According to a report by Jake Adelstein and Nathalie-Kyoko Stucky in The Daily Beast, palmistry enthusiasts are asking surgeons to extend or create lines in their hand with an electric scalpel to increase their luck.

One such Japanese surgeon is Takaaki Matsuoka, who was first asked to perform the procedure by a patient in 2011. Having never heard of such a thing, he was able to find examples of the surgery in Korea, where patients' flesh was cut and burned to leave a semi-permanent scar on the hand.

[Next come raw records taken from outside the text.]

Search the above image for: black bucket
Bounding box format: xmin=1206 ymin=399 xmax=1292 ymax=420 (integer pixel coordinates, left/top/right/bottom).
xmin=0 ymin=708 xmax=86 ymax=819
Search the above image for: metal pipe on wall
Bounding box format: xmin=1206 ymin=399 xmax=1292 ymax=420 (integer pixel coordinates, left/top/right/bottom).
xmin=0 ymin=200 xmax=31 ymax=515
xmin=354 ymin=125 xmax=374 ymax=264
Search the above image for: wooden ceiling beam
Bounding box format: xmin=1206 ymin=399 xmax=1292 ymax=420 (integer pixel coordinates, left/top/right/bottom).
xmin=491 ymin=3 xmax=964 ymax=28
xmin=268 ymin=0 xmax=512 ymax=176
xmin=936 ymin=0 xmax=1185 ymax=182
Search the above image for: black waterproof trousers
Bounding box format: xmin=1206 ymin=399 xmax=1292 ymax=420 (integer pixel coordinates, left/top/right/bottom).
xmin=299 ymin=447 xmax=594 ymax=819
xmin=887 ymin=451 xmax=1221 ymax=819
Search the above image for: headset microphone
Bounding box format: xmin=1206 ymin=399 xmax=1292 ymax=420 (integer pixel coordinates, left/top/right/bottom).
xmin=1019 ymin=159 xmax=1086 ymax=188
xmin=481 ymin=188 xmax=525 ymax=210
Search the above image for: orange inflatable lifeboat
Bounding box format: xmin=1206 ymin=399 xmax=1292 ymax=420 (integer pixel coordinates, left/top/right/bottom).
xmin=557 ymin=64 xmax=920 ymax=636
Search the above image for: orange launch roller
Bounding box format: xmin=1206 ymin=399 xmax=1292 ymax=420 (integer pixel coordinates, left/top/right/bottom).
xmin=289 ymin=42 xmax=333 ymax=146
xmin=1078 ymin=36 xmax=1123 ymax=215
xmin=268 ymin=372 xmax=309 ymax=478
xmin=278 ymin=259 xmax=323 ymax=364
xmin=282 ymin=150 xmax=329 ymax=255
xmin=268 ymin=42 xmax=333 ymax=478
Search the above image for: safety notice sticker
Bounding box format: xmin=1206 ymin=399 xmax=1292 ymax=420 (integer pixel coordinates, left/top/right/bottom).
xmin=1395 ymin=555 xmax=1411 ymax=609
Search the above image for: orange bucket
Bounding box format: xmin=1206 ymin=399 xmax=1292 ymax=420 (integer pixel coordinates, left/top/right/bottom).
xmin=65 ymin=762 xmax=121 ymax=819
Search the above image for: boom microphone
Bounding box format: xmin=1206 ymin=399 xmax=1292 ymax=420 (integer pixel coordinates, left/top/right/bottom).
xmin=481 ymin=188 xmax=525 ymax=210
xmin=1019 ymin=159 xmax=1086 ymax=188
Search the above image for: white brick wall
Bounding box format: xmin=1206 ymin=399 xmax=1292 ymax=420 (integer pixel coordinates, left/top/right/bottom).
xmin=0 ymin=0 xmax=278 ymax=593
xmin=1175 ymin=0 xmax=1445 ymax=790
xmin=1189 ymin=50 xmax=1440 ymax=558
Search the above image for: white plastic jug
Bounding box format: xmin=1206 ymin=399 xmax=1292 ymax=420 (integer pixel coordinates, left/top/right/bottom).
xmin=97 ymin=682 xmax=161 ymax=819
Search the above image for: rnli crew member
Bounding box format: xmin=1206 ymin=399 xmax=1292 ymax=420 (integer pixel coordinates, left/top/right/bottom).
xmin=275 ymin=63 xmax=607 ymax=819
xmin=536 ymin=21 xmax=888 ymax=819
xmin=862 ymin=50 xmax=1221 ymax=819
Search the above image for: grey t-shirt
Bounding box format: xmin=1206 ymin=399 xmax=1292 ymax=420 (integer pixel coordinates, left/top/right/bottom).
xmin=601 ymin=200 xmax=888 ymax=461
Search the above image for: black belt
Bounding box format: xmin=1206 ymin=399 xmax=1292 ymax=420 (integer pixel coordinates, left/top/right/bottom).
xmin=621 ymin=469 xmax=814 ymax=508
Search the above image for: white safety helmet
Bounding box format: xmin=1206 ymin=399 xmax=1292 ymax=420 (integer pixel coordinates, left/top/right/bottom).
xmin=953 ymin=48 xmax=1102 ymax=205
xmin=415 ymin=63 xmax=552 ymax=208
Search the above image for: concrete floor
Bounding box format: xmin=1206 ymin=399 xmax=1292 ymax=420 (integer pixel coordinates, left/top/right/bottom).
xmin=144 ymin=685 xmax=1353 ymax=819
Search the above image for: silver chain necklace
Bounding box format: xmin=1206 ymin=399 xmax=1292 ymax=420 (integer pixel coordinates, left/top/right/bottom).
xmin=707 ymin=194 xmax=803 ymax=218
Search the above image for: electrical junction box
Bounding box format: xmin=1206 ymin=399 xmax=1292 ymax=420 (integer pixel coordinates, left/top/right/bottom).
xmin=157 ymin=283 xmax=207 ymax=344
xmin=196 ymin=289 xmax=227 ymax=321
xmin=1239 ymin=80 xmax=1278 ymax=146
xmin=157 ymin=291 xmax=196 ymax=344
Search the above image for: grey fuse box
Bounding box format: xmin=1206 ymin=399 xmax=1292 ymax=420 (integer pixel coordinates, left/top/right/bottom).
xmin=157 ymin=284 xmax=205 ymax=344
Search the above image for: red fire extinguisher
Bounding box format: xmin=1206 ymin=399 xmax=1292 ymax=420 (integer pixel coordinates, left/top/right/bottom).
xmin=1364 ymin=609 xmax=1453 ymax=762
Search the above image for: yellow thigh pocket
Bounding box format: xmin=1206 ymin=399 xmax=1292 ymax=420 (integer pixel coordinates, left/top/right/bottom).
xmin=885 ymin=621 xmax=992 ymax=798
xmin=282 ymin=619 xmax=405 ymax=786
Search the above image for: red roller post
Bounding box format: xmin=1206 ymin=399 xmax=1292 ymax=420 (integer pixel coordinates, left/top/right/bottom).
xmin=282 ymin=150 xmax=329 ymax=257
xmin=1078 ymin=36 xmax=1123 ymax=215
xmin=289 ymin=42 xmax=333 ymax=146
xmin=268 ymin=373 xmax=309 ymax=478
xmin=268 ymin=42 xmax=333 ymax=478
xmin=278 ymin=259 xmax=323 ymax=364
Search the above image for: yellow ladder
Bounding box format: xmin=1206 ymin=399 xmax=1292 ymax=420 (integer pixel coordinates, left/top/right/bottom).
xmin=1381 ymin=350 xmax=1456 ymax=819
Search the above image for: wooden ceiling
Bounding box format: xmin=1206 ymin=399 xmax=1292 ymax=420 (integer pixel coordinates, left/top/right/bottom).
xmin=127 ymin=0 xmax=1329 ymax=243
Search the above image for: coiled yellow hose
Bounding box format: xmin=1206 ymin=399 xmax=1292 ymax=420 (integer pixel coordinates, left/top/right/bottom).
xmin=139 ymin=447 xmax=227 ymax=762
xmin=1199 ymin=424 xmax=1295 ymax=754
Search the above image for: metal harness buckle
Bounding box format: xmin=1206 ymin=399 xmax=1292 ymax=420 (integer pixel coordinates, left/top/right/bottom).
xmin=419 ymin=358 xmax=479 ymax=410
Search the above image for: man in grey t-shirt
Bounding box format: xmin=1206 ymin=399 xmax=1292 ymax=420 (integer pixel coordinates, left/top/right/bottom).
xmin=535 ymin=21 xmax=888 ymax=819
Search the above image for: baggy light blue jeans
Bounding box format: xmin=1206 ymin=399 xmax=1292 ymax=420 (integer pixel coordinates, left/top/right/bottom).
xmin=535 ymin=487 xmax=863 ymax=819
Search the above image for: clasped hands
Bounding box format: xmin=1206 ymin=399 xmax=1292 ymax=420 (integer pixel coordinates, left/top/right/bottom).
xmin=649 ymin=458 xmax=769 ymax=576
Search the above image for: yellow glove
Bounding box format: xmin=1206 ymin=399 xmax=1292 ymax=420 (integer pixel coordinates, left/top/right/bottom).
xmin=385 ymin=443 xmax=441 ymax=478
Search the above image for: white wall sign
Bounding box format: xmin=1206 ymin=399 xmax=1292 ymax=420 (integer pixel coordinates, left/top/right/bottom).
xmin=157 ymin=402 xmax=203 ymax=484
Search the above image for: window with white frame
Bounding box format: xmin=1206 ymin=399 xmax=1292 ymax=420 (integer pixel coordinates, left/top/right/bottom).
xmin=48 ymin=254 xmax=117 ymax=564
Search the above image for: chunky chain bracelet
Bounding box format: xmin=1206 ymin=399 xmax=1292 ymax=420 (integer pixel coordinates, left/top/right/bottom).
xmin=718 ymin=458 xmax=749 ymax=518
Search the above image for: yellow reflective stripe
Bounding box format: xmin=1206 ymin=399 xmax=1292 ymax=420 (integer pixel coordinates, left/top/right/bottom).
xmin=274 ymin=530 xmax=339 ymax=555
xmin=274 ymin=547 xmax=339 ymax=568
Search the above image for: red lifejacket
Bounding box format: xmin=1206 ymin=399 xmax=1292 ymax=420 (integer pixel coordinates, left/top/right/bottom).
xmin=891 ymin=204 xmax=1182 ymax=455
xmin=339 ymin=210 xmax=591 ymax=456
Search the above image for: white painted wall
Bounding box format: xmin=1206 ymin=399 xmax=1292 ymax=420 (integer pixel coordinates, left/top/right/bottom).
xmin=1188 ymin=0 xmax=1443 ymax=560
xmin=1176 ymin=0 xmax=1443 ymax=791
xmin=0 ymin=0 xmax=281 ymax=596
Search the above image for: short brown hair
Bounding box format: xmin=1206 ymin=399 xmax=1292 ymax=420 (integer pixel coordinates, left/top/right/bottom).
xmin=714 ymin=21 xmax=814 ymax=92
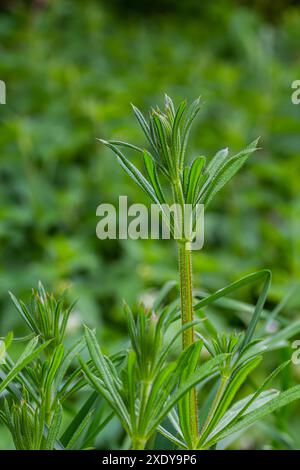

Matsuoka's clinic has since performed 37 of these procedures, according to The Daily Beast. The entire process takes 10 to 15 minutes with as many as 10 lines on the palm altered at a time, plus a subsequent month to recover. The total cost is $1,000.

The majority of Matsuoka's patients are men and women in their 30s who strongly believe in fortune telling. He told Adelstein and Stucky that men tend to favor lines that predict money or success, whereas women request their love and marriage lines to be altered.

And although Matsuoka confessed to The Daily Beast that he didn't believe the surgery actually affected his patients' luck, he did say the feedback has been positive with a few former patients even reporting marriage proposals or winning the lottery.

"If people think they’ll be lucky, sometimes they become lucky," he said. "And it’s not like the palm lines are really written in stone — they’re basically wrinkles."